Your master-slave protocol should be possible through programming.  If you do find that the slave units compete with one another, a second option would be to use multiple channels, with each slave assigned their own separate channel and the master changing channels to communicate with them (obviously not ideal—but potentially workable).

Mark

• Mark Hughes 2016-11-10

@john p,
What a cool project.  I’m glad that you’re enjoying yourself.  While it certainly doesn’t sound like you need any help, perhaps I could encourage you to post your in-progress or final project in the forums.  I’m sure other enthusiasts could benefit from your expertise.  And who knows—it might motivate me to reclaim my collection of trains from a friend who “borrowed” them about 15 years ago
Mark

• john p 2016-11-09

I think I just proved that the HC-12 can work in a multi-unit network, if you can tolerate fairly slow timing. What I’ve done is connect my computer via a USB-to-serial converter to an HC-12. Mostly using software I wrote for an earlier project, I made the computer send a packet of 5 data bytes out of the port at 115.2KB, sending the packets 4 times a second. Let’s call that setup unit A.

Then upstairs, I put 2 HC-12’s side by side on a breadboard; let’s call them units B and C. Unit B is wired with RX and TX connected together, so it re-transmits anything it receives. Unit C isn’t wired to transmit anything; it’s just an “observer”. First of all, the packets that the computer sends via unit A are received back again from unit B, so I clearly have bidirectional communication. I connected a scope probe to the TX of unit C, and it shows the packet twice, exactly as one would expect: once transmitted by unit A downstairs, and then again by unit B. The lag between the two was quite consistent but quite lengthy, at 10msec.

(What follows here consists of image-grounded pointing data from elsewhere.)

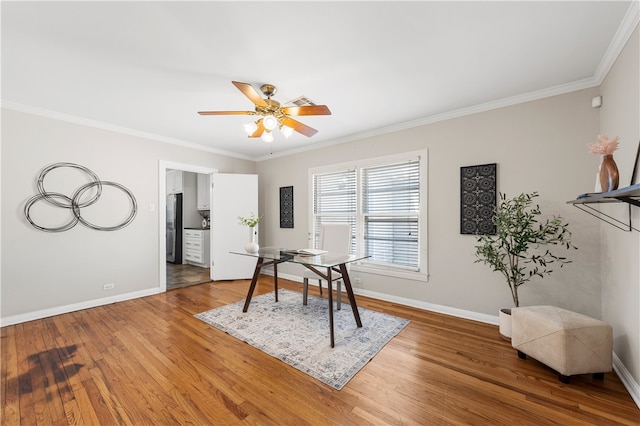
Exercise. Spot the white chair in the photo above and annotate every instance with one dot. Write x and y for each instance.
(335, 239)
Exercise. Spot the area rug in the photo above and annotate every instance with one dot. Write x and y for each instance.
(299, 335)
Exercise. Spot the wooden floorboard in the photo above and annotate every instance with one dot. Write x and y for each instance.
(149, 361)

What I think this shows is that the HC-12 devices don’t suffer any problems from multiple units in the same waveband, i.e. three of them can coexist. Also, although we’re told that they are half-duplex, that isn’t true as far as RX and TX are concerned; you can feed data into RX at the same time as receiving it on TX. (RX and TX here are in the frame of reference of the HC-12, and that’s the way they’re labeled on the circuit board.) I think it’s obvious that my unit C could transmit equally well as unit B, and its data would be received by unit A in the same way. I didn’t try making unit C re-transmit also, because unit B would receive the same data and would re-transmit it, and I’d get a single message bouncing between them forever! However, that 10msec lag between data being received, and the same unit being able to transmit, could well be a problem in actual use. It would depend on what the system requirements were.

• Mark Hughes 2016-11-09

That’s some mighty fine work John!  If you don’t mind me asking—what are you making with yours?  Sounds like you’re having a ton of fun!
Mark

• john p 2016-11-10

I’m in a model railroad club, and we use “cabs”, which are devices with which to control a train. Ours need 2-way communication, with a speed pot and a keypad for user input, and a display, a beeper and signal lights for feedback to the user. At present you designate one cab to run your train, and then you can plug it in at various points around the room, and your train keeps moving when you unplug your cab, and you can resume control when you reconnect. It would be more convenient, and safer, if the cabs could be radio-linked, so a train would never be out of the operator’s control. The reason I’ve been interested in master-slave operation is that I’m seeing this as a way to get all the cabs connected to one serial line, which is possible because the actual amount of data that’s involved isn’t very large. If each cab ended up connected to its own serial line, it might still work, but then we’d have to figure out a way to interface with each serial line separately, which is a little awkward. Yes, it’s definitely fun!

• Mark Hughes 2016-11-30

So, @john p, where are you with your project?  Are we going to take the model train community by storm?